From a Biblical point of view

How does the Christian faith see anger with God? From reading up on what people say about the fact that anger at God plays a part during negative times, one must remember and equate the experience with children being angry at a parent.

God’s children are entitled to feel anger just as children within a family are. It doesn’t lessen the burden of a mother to know that a child is angry. It’s her place to help the child through the anger and come out of the other side. The Christian faith also sees anger with God being one of his children’s periods when perhaps the need for God to help the Christian address their troubles is more than at times when things are going well.

Bereavement and Loss

Bereavement and loss are difficult times for human beings, though other negative experiences could equally trigger that anger at God. People may ask, at a desperate time within their lives, why God let something happen. They see God as being in control of the Universe and if that is the case, why would a caring God let unfairness happen? The truth is that God gave mankind the benefit of choice. It is perhaps sometimes this choice that causes wrong to happen. Of course, God is there. Of course, God is listening, though as a consequence of allowing mankind choice, God is there to help the suffering to come through their experience as stronger human beings.

To Christians, this phrase from the Bible will be familiar: “My God, my God, why have your forsaken me?” This comes from  Psalm 22.  After questioning God’s authority, many Christians then go through a period of remorse because they feel bad about being so disrespectful to God. This adds to the weight of their problems. In Psalm 22, the speaker was David, though what follows in further passages within the Bible is David’s exultation of God. He never stays angry for long. Look at verse 22 in the same Psalm and you will see that David didn’t step away from belief in God at any time, but felt frustrated and angry toward him.

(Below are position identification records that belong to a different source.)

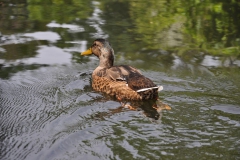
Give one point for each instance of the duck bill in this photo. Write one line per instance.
(87, 52)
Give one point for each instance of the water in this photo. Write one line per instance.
(48, 109)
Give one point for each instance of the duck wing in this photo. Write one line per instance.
(134, 79)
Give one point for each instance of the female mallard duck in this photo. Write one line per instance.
(124, 82)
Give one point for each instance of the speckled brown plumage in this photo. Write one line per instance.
(122, 81)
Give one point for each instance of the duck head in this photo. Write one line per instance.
(103, 50)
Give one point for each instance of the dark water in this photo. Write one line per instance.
(48, 109)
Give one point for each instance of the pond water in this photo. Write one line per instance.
(48, 109)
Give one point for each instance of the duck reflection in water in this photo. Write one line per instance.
(151, 109)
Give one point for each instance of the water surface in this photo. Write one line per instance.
(48, 109)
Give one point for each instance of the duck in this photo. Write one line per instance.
(121, 81)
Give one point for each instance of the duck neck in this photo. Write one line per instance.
(106, 59)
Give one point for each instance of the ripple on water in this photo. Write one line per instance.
(30, 101)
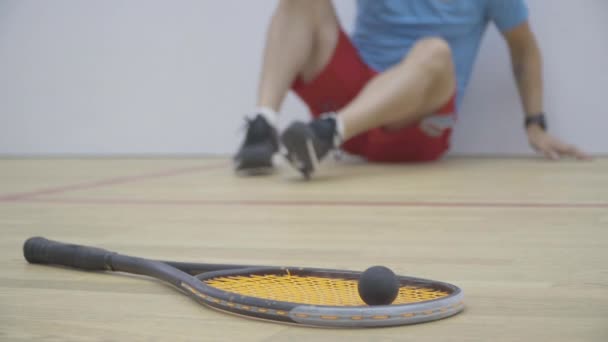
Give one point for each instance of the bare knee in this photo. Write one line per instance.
(434, 55)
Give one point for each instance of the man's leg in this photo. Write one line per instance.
(402, 95)
(418, 86)
(301, 38)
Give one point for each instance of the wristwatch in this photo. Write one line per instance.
(536, 119)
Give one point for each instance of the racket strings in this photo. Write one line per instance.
(312, 290)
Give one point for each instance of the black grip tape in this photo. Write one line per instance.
(38, 250)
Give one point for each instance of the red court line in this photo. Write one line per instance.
(289, 203)
(106, 182)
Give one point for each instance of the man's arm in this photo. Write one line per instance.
(527, 68)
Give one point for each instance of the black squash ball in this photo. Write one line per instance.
(378, 285)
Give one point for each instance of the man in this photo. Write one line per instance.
(390, 92)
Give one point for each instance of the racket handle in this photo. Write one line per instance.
(38, 250)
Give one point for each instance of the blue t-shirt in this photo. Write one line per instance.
(385, 30)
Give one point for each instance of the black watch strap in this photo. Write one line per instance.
(536, 119)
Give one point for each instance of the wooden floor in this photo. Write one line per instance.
(526, 239)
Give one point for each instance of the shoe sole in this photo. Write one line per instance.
(254, 164)
(300, 151)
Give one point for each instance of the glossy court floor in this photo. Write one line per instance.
(526, 239)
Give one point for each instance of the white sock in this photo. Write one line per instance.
(339, 137)
(269, 114)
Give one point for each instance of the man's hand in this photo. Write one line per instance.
(552, 147)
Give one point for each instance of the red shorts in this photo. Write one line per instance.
(340, 82)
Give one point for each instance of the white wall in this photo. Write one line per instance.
(177, 76)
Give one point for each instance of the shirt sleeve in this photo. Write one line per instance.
(507, 14)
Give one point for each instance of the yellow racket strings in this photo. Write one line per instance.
(312, 290)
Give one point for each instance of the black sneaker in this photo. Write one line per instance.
(260, 144)
(307, 144)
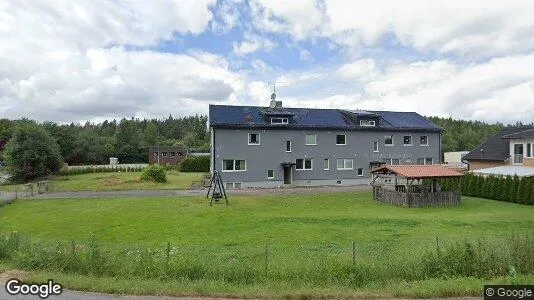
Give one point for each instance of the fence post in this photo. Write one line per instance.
(266, 257)
(353, 253)
(73, 246)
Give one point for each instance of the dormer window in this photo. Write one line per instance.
(279, 121)
(367, 123)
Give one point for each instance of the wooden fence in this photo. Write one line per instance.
(424, 199)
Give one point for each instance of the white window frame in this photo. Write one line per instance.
(344, 139)
(392, 140)
(427, 142)
(279, 121)
(367, 123)
(304, 164)
(345, 160)
(411, 140)
(253, 144)
(306, 139)
(233, 164)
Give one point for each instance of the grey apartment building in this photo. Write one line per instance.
(276, 146)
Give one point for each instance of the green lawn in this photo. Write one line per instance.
(117, 181)
(269, 246)
(299, 219)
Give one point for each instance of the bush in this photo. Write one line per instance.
(154, 173)
(195, 164)
(32, 153)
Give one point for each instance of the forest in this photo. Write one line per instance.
(129, 139)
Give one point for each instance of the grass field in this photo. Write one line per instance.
(116, 182)
(222, 250)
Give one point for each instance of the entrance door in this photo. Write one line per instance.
(287, 175)
(518, 153)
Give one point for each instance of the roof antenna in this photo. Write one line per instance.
(272, 104)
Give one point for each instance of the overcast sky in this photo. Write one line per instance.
(65, 60)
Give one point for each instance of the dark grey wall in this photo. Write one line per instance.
(233, 144)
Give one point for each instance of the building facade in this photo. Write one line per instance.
(275, 146)
(511, 146)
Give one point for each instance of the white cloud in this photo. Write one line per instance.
(472, 28)
(253, 43)
(305, 55)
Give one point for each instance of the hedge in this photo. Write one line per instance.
(508, 188)
(195, 164)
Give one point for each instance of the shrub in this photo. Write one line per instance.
(195, 164)
(154, 173)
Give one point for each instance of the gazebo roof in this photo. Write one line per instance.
(417, 171)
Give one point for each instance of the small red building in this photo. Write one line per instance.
(166, 155)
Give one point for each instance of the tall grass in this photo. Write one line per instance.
(330, 264)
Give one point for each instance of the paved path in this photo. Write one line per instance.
(201, 192)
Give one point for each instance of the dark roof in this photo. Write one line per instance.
(523, 134)
(254, 116)
(417, 171)
(496, 148)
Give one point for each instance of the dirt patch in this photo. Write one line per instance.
(5, 275)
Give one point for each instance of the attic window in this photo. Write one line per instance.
(279, 121)
(367, 123)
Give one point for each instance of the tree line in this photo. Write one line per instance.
(127, 139)
(505, 188)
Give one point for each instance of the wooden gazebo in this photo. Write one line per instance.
(407, 188)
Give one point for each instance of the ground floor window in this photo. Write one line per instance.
(344, 164)
(304, 164)
(234, 165)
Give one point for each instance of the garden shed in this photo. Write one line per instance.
(415, 185)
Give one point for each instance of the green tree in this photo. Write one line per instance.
(31, 152)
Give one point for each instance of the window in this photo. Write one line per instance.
(288, 146)
(253, 138)
(389, 140)
(344, 164)
(367, 123)
(234, 165)
(407, 139)
(311, 139)
(423, 140)
(279, 121)
(392, 161)
(304, 164)
(341, 139)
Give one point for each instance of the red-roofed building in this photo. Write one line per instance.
(409, 190)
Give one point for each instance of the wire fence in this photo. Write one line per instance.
(352, 263)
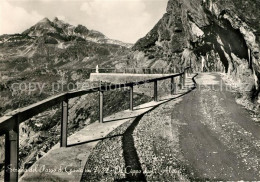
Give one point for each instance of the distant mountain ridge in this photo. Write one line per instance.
(61, 31)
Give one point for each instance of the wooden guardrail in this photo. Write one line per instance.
(9, 124)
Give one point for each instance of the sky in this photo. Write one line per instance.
(125, 20)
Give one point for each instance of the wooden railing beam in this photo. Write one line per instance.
(101, 98)
(11, 153)
(155, 91)
(131, 95)
(64, 123)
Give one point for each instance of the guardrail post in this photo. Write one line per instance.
(101, 97)
(131, 97)
(11, 153)
(155, 91)
(64, 123)
(173, 86)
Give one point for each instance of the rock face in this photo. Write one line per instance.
(209, 35)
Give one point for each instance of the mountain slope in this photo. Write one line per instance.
(210, 35)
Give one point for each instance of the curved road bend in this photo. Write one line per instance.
(219, 140)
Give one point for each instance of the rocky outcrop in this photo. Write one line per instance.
(209, 35)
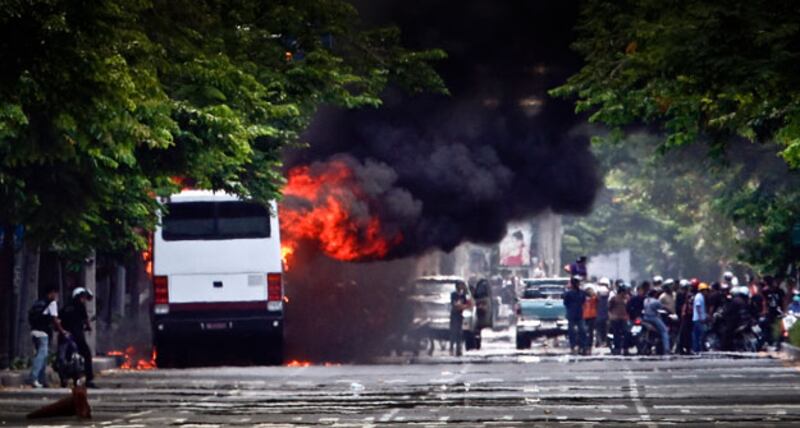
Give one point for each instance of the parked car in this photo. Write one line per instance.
(430, 299)
(540, 310)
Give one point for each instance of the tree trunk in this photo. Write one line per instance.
(6, 294)
(90, 283)
(28, 291)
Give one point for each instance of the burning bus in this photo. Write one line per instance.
(217, 275)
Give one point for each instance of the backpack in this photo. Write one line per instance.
(36, 317)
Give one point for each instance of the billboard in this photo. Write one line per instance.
(515, 247)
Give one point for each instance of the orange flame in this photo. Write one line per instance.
(130, 363)
(327, 219)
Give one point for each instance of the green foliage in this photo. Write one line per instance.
(104, 103)
(794, 335)
(711, 69)
(659, 206)
(712, 74)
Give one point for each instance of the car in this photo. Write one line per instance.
(430, 300)
(540, 310)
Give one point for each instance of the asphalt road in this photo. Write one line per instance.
(497, 386)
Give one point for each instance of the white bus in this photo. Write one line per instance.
(217, 274)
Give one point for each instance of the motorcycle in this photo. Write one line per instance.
(649, 339)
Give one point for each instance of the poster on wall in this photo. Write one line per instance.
(515, 247)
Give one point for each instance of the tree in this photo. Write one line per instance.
(105, 105)
(715, 73)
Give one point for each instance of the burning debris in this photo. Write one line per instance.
(327, 204)
(128, 359)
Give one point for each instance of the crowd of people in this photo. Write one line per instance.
(689, 315)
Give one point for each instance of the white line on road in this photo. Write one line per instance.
(637, 402)
(388, 416)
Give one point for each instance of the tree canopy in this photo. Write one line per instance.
(104, 104)
(717, 75)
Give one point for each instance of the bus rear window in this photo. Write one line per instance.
(215, 220)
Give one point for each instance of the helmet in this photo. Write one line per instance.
(82, 291)
(741, 290)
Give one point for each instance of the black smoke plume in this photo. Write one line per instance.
(449, 169)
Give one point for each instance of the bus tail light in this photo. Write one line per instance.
(274, 292)
(161, 294)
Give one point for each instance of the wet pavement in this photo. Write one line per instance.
(495, 386)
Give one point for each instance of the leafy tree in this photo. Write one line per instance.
(718, 73)
(102, 104)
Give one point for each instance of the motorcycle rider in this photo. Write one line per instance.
(652, 306)
(699, 318)
(683, 306)
(618, 317)
(636, 303)
(76, 322)
(735, 315)
(601, 323)
(459, 301)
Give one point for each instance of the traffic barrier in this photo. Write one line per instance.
(75, 404)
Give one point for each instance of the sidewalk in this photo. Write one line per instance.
(18, 378)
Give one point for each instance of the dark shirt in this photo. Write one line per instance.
(573, 301)
(577, 269)
(457, 298)
(635, 307)
(774, 301)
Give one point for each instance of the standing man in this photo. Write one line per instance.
(601, 323)
(699, 318)
(76, 322)
(618, 315)
(578, 268)
(650, 314)
(42, 316)
(459, 301)
(576, 329)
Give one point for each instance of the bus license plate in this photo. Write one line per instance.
(216, 325)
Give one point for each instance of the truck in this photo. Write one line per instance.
(217, 277)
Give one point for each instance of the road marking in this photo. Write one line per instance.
(388, 416)
(637, 402)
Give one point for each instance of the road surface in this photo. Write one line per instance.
(498, 386)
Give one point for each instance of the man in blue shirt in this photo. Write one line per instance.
(699, 318)
(573, 302)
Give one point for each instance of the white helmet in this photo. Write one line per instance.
(80, 290)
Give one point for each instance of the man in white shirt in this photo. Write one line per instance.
(43, 316)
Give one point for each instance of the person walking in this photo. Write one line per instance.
(601, 323)
(651, 314)
(699, 318)
(589, 318)
(43, 316)
(618, 318)
(683, 306)
(573, 302)
(459, 301)
(75, 319)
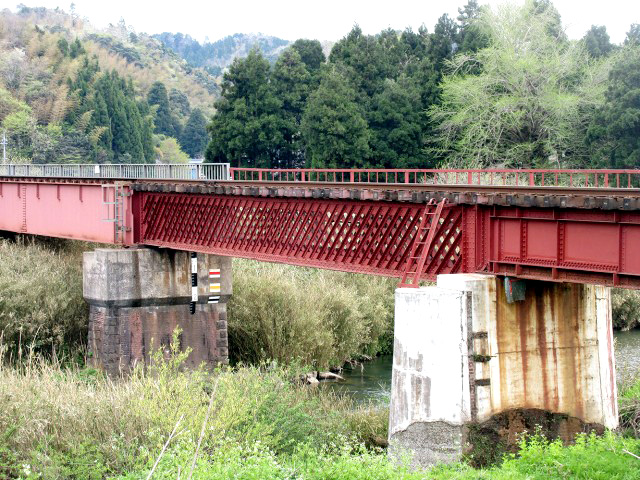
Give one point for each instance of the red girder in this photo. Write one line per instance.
(582, 240)
(353, 236)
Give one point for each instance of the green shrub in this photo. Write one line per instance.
(59, 421)
(629, 404)
(41, 302)
(625, 307)
(313, 316)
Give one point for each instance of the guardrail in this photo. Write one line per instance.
(173, 171)
(571, 178)
(597, 178)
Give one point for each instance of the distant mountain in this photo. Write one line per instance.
(216, 56)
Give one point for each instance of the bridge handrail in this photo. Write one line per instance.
(576, 178)
(602, 178)
(168, 171)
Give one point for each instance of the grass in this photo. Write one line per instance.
(41, 302)
(60, 421)
(307, 315)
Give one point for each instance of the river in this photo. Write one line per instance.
(373, 382)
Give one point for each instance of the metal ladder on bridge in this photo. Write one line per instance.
(119, 194)
(422, 244)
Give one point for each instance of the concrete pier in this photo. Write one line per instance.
(138, 296)
(472, 370)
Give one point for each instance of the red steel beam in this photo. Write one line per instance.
(366, 236)
(352, 236)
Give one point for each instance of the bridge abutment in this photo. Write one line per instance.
(138, 296)
(472, 371)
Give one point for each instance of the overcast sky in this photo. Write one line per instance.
(319, 19)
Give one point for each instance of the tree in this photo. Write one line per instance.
(244, 131)
(311, 54)
(633, 35)
(614, 134)
(333, 126)
(362, 59)
(471, 37)
(168, 151)
(158, 97)
(292, 85)
(443, 41)
(596, 41)
(397, 122)
(194, 135)
(531, 103)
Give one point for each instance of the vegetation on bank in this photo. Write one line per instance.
(61, 421)
(315, 317)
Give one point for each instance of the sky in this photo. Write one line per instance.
(320, 19)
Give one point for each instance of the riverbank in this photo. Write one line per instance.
(249, 422)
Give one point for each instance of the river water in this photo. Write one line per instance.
(373, 382)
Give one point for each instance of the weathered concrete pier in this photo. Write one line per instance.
(467, 362)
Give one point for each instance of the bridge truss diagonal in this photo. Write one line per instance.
(353, 236)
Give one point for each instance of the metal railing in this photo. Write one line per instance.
(572, 178)
(174, 171)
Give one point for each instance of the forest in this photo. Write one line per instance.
(491, 87)
(71, 94)
(502, 87)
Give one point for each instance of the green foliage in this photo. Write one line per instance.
(245, 129)
(119, 127)
(292, 83)
(168, 150)
(215, 56)
(311, 54)
(164, 122)
(194, 136)
(625, 306)
(315, 317)
(41, 302)
(614, 132)
(333, 127)
(531, 102)
(597, 42)
(58, 424)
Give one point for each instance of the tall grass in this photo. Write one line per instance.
(59, 420)
(312, 316)
(64, 422)
(41, 302)
(625, 308)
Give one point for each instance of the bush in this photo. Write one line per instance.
(41, 302)
(59, 420)
(629, 404)
(313, 316)
(625, 307)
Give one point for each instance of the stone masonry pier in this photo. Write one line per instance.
(138, 296)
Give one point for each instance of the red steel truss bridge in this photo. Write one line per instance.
(561, 225)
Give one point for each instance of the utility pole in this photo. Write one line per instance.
(4, 146)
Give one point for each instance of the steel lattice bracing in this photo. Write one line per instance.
(354, 236)
(504, 222)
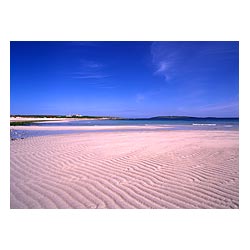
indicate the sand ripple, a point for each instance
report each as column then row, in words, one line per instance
column 159, row 169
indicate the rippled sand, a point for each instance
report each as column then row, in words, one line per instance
column 148, row 169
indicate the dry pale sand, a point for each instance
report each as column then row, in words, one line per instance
column 149, row 169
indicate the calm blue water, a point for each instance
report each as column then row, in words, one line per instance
column 219, row 122
column 175, row 124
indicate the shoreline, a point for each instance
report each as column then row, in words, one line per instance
column 150, row 169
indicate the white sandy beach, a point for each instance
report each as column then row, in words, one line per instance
column 148, row 169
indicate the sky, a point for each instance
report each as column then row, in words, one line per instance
column 125, row 79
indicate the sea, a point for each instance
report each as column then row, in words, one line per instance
column 161, row 124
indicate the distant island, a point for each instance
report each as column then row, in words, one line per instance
column 17, row 120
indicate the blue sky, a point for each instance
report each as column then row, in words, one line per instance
column 125, row 79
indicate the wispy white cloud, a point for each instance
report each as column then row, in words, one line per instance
column 140, row 97
column 90, row 70
column 90, row 76
column 164, row 60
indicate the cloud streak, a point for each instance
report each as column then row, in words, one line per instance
column 90, row 70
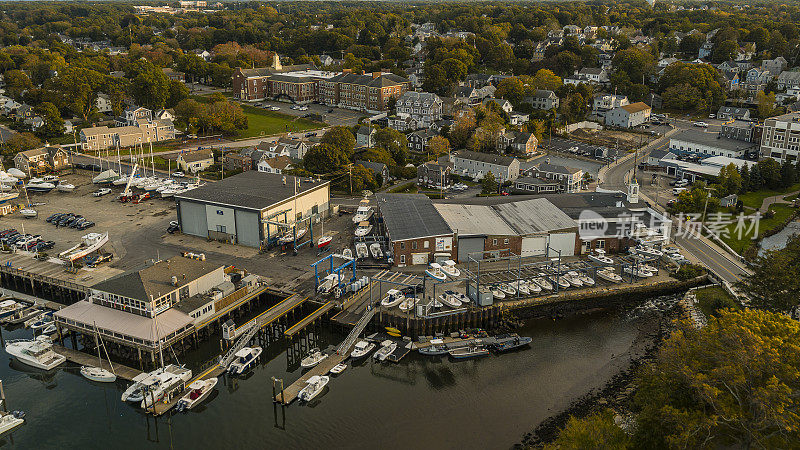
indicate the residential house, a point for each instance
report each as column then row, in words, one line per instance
column 418, row 140
column 629, row 116
column 103, row 103
column 518, row 142
column 543, row 99
column 602, row 103
column 434, row 173
column 570, row 178
column 379, row 170
column 42, row 159
column 365, row 136
column 774, row 66
column 788, row 79
column 476, row 165
column 196, row 161
column 733, row 113
column 416, row 110
column 274, row 165
column 237, row 161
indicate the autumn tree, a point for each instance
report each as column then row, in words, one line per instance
column 775, row 282
column 733, row 383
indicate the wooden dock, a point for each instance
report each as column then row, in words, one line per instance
column 289, row 394
column 85, row 359
column 305, row 321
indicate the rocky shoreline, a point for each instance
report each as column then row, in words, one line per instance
column 616, row 394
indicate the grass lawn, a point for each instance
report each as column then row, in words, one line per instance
column 262, row 122
column 713, row 298
column 755, row 199
column 782, row 213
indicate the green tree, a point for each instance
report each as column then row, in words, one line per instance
column 489, row 183
column 598, row 431
column 775, row 282
column 732, row 383
column 53, row 123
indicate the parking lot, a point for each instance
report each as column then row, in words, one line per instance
column 330, row 115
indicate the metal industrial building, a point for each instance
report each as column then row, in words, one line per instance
column 237, row 208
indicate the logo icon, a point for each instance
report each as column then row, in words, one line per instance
column 591, row 225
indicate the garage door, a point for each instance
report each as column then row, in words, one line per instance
column 467, row 245
column 534, row 246
column 193, row 219
column 419, row 258
column 565, row 242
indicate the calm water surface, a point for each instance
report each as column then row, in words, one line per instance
column 418, row 403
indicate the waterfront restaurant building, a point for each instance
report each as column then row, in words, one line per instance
column 236, row 209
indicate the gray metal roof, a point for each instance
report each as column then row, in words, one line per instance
column 474, row 220
column 534, row 216
column 411, row 216
column 251, row 190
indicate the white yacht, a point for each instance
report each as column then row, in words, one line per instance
column 361, row 349
column 38, row 352
column 393, row 298
column 315, row 357
column 387, row 347
column 245, row 358
column 198, row 391
column 314, row 386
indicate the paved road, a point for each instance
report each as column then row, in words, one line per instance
column 719, row 263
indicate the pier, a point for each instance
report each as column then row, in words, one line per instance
column 85, row 359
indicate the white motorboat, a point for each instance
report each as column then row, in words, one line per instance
column 507, row 289
column 522, row 287
column 573, row 279
column 599, row 256
column 497, row 293
column 245, row 359
column 362, row 213
column 608, row 274
column 10, row 420
column 586, row 279
column 38, row 352
column 450, row 300
column 105, row 177
column 543, row 283
column 98, row 374
column 640, row 272
column 314, row 386
column 449, row 267
column 39, row 185
column 363, row 229
column 435, row 271
column 648, row 251
column 65, row 187
column 199, row 390
column 134, row 392
column 16, row 173
column 361, row 349
column 339, row 368
column 328, row 283
column 387, row 347
column 408, row 303
column 393, row 298
column 314, row 357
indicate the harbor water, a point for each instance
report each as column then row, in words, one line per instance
column 421, row 402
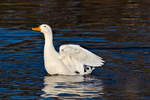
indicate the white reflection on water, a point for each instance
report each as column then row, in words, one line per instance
column 72, row 86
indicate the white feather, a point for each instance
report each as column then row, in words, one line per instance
column 70, row 60
column 81, row 55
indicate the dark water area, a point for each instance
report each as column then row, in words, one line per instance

What brings a Christian back to feeling good with the world is understanding that God is and that his faith in God was never eroded by the anger. The belief in God is what steadfastly helps the Christian to move on from blame to a better understanding both of himself and of God.

God is always here

The interesting thing is that blame can be thrown very easily at God, but as long as the faith in God is strong, that will be followed by the confidence that God is still there, regardless of the adversity suffered by the individual. At times like this, the distance placed between God and man is only within the mind of the sufferer, though once they begin to come through that adversity, it is very possible to become closer to God because that adversity strengthens that belief.

When something happens which is difficult to accept or when you lose someone very close to you, it’s natural that you need to blame someone. If God is the one who is given the blame, it is only a matter of time before you understand that regardless of that blame you throw His way, God is just like a parent and will still be there, but more apparent to you, once the anger subsides.